A ABJD ao manifestar apoio a Bruno Pena, não está apenas defendendo um colega, mas também reafirmando a necessidade de se respeitar os princípios fundamentais do direito. Casos como este mostram o quanto a aplicação correta da lei é fundamental para que não seja banalizado o desprezo à dignidade humana.
A presunção de inocência é um direito inalienável que deve ser rigorosamente observado em todos os níveis do sistema judicial, e assim como o devido processo legal, não pode ser subestimada. Esses princípios são os alicerces sobre os quais se constrói um sistema de justiça justo e equitativo. Sem eles, corremos o risco de transformar a justiça em um instrumento de opressão e não de proteção.
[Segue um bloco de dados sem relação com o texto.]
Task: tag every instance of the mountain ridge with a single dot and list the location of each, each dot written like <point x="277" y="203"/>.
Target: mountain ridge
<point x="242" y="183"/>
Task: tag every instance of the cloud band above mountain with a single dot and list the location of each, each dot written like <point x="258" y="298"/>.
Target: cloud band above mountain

O caso de Bruno Pena revela como a prisão preventiva, quando mal aplicada, gera injustiças profundas, que evidenciam irresponsabilidade na atuação de parte do Poder Judiciário. O sistema de justiça deve ser fortalecido, mas também transformado, para que não continue sendo terrivelmente injusto. É inadmissível que tais abusos continuem a destruir vidas, a mudança é urgente e inadiável.